La lanza de San Mauricio tenía un diseño inconfundible del siglo VII, y por tanto era poco probable que se tratara de la original de Constantino. Sin embargo, en aquel entonces poco importaba: el Papa afirmaba que era la Santa Lanza y que aún conservaba marcas de los clavos traídos de Jerusalén por santa Elena para Constantino. Para los súbditos del Imperio era sagrada. «Según se creía, todo aquel que se acercara a la reliquia, recibiría el don de la santidad. Por eso, hubo una profusión de lanzas y clavos de Cristo», indica Michael Morris. Ésta puede ser la explicación de por qué existen tradiciones distintas sobre los avatares de la Lanza, que se pierden desde los orígenes del cristianismo. El caso es que las grandes victorias de Carlomagno contra sajones y musulmanes potenciaron el carácter sagrado de la lanza de San Mauricio, y sus soldados creyeron que su emperador sería invencible mientras luchara con el arma. La leyenda cuenta que un día, mientras el emperador cruzaba un arroyo, la lanza se le cayó. Los soldados vieron en ello un terrible presagio, que se hizo realidad. Carlomagno murió poco después, en el año 814.
A partir de ahí, la Santa Lanza se convirtió en trofeo de los reyes de toda Europa. A principios del siglo X formaba parte de los tesoros del rey sajón de Inglaterra. La vendió a un conde italiano y éste se la regaló al rey Rodolfo de Borgoña. Rodolfo, consciente del valor de talismán para el Imperio Romano Germánico, hizo un trato con el rey Enrique I el Pajarero de Alemania, canjeando la lanza de San Mauricio por todo el cantón de Bahl, en la actual Suiza. Así el rey de Borgoña se hizo con la ciudad de Basilea a cambio del arma.
LA ATRACCIÓN DE LOS EMPERADORES GERMÁNICOS
Enrique I el Pajarero, primer rey de Alemania de la Casa de Sajonia, es considerado el fundador de la Alemania moderna y se convirtió en el primer gobernante alemán en codiciar la Lanza. Creía haber sido elegido por Dios para ser el heredero directo del Imperio romano de Constantino, pero el Papa no lo veía así. Para demostrar su legitimación divina, Enrique hizo alarde de poseer la Santa Lanza y comenzó una lucha entre el poder temporal y el eclesiástico que duraría siglos. Enrique se dedicó a acumular reliquias sagradas y construyó una capilla especial para exponer su colección. A su muerte, la Lanza pasó a su hijo Otón I el Grande. En la batalla de Beergen, en el año 939, cuentan que rezó con la Lanza hasta que su ejército se hizo con la victoria. «En el año 955 — explica Robert Benson, historiador medieval y profesor en la Universidad de Los Ángeles (UCLA)— consiguió una aplastante victoria contra los húngaros y acrecentó su poder. Comenzaron los rumores de que era más que un rey y empezó a sonar en Alemania que debería ser honrado con la dignidad imperial». Fue de hecho coronado emperador por el papa Juan XII en 962. Otón el Grande sabía que la lanza de Longinos, la otra Santa Lanza, estaba en Oriente. «Dio gracias a Dios por la victoria, empezó a creer que se debía al poder de su lanza y regaló una copia del arma a los reyes de Hungría y de Polonia. Los tres se hicieron amigos», explica el ex director del Kunsthistorisches Museum de Viena, Hermann Fillitz.

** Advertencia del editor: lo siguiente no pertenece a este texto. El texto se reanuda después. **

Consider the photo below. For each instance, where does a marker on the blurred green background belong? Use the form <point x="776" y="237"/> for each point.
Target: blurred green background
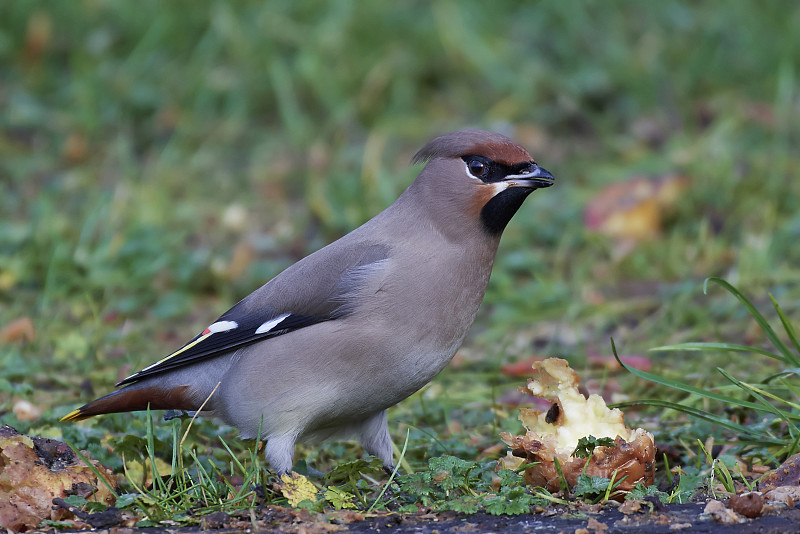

Su nieto, Otón III, quiso aumentar los poderes de la lanza de San Mauricio y le añadió —con hilos de oro, plata y cobre—, en el fragmento de la punta, un clavo, pretendidamente uno de los que sujetaron a Cristo en la cruz. De nuevo, en las batallas, los emperadores del Sacro Imperio lograron la victoria y la Lanza volvió a convertirse en el símbolo divino del poder germánico. «En el antiguo mundo germánico, la lanza era un símbolo de poder. El gobernante era de alguna manera el representante de Dios en la Tierra. Esta arma confería autoridad al nuevo dirigente en el momento de acceder al trono a través de una ceremonia religiosa. Así la lanza se convirtió en un símbolo religioso y de poder», señala el historiador medieval Robert Benson.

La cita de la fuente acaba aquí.